In un certo reame, ai confini della Terra, nell’ultimo degli stati, viveva una volta, uno zar forte e potente.
Questo zar aveva un giovane arciere, e il giovane arciere aveva un valente cavallo. Una volta l’arciere se ne andò a caccia nel bosco col suo cavallo; andò lungo la strada, la larga strada, ed ecco trovò una piuma d’oro dell’uccello di fuoco; come fiamma splendeva quella piuma! Gli disse il valente cavallo:
“Non prendere la piuma d’oro; se la prendi, un guaio ti attende!”
Meditò il prode giovane: raccoglierla o non raccoglierla? se la raccoglie e la porta allo zar lui lo ricompenserà generosamente; e a chi non è caro il favore di un re?
L’arciere non diede ascolto al suo cavallo, raccolse la piuma dell’uccello di fuoco, la portò e la presentò in dono allo zar.
“Grazie” disse lo zar, “e poiché sei stato capace di trovare una piuma dell’uccello di fuoco, trovami l’uccello stesso; e se non lo trovi, ecco la mia spada: che la tua testa cada!”

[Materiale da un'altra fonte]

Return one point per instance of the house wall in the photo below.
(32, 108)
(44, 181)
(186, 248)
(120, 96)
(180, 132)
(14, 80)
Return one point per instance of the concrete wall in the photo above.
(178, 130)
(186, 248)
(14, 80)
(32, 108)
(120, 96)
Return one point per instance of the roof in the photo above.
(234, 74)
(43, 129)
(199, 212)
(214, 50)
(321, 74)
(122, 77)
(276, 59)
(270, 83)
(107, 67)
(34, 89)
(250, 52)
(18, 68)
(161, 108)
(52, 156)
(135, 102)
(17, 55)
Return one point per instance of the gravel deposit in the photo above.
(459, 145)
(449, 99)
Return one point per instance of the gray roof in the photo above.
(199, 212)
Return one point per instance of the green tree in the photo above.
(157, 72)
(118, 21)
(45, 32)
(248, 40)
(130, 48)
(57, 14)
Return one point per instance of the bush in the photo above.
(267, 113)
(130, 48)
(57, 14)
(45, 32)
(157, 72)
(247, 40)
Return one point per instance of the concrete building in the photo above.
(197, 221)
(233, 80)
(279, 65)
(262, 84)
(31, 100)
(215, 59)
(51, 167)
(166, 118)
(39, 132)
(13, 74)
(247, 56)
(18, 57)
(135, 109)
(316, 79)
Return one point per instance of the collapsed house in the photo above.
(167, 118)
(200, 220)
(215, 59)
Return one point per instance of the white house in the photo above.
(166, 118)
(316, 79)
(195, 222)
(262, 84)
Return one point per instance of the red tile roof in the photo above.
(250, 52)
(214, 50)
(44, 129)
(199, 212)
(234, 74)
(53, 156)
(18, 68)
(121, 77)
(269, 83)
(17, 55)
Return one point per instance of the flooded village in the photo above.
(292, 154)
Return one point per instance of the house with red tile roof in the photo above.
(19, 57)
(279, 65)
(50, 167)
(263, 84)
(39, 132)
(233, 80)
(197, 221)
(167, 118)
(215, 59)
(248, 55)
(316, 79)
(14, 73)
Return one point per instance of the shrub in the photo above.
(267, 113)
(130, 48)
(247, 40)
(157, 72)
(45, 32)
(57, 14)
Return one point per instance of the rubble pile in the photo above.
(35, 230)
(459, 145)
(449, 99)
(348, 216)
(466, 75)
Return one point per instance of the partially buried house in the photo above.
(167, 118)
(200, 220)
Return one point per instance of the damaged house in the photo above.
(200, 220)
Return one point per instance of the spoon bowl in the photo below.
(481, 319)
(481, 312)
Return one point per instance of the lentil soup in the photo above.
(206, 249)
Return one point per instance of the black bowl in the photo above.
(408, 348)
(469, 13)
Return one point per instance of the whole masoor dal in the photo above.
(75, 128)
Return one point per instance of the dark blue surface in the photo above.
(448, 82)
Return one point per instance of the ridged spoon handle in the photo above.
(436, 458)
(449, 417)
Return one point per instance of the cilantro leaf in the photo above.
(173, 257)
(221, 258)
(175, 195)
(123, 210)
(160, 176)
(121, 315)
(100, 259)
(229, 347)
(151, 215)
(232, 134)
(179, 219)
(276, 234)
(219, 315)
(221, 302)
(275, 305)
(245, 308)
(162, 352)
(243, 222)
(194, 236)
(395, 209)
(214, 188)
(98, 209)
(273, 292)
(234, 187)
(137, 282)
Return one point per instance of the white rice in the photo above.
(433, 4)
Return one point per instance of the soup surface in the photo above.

L’arciere versò calde lacrime, e andò al suo valente cavallo.
“Di che piangi padrone?”
“Lo zar mi ha ordinato di trovargli l’uccello di fuoco.” “Te l’avevo detto: non prendere la piuma, che ti metterà nei guai! Be’, non aver paura, non affannarti; questa non è ancora una disgrazia, la disgrazia verrà dopo! Va’ dallo zar e chiedigli che per domani vengano sparsi per i campi cento sacchi di granone.”
Lo zar diede ordine di spargere per i prati cento sacchi di granone.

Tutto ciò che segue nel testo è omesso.